Layer B - Source-of-truth Artifacts¶
These include product specs, architecture notes, API contracts, decision records, and behavioural examples. Spec Kit, SPDD, BDD, and TDD all supply useful artifact forms here, even if they differ in emphasis (Spec Kit docs; SPDD; Cucumber BDD docs; Martin Fowler Testing Guide).
Layer C - Task Packet¶
This is the runtime object the agent actually consumes for the next unit of work. A good packet should contain the exact objective, relevant files, constraints, acceptance checks, and references to deeper docs. This is an inference from the evidence rather than a source-defined standard, but it is strongly consistent with outcome-first prompting guidance, file-scoped prompting advice, and benchmark pressure toward better context precision (OpenAI GPT-5.5 guide; Claude Code best practices; ContextBench).

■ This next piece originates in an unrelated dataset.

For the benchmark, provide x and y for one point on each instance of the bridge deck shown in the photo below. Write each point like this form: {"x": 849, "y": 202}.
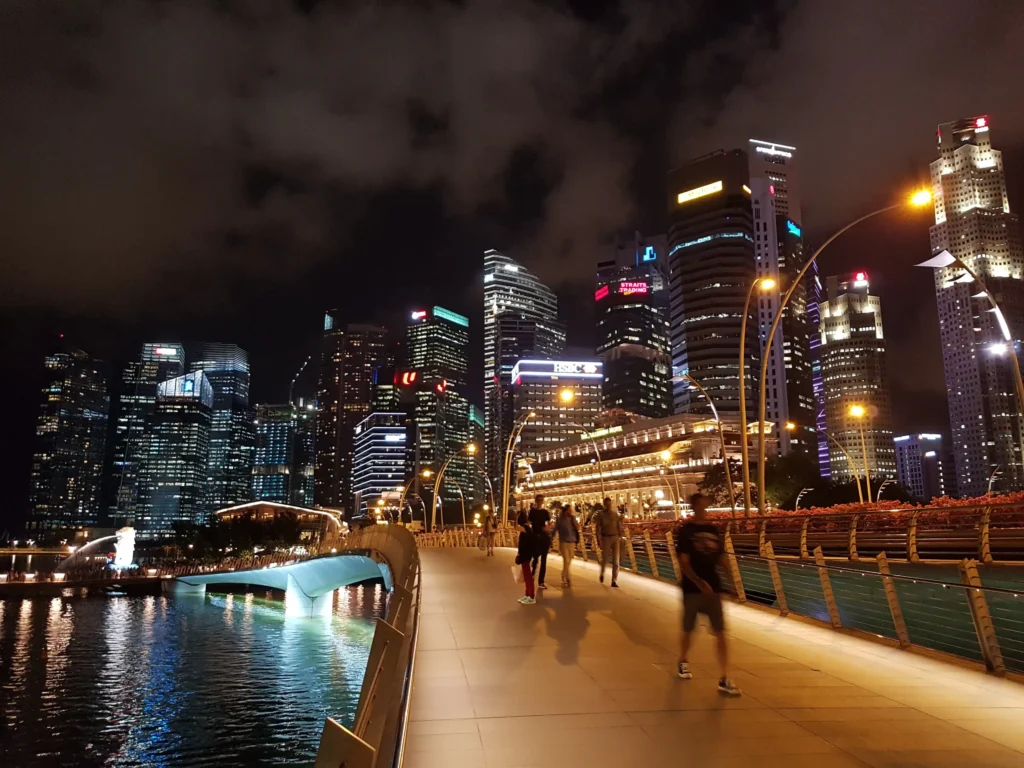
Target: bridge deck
{"x": 586, "y": 678}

Layer D - Ephemeral Execution Trace¶
Commands run, tool outputs, and transient reasoning should not all remain in active context forever. Anthropic recommends compaction and context clearing for long sessions; OpenAI documents compaction and state handling for reasoning agents; Google recommends context caching where repeated large inputs would otherwise be expensive (Anthropic context windows; Claude Code best practices; OpenAI GPT-5.5 guide; Gemini long context).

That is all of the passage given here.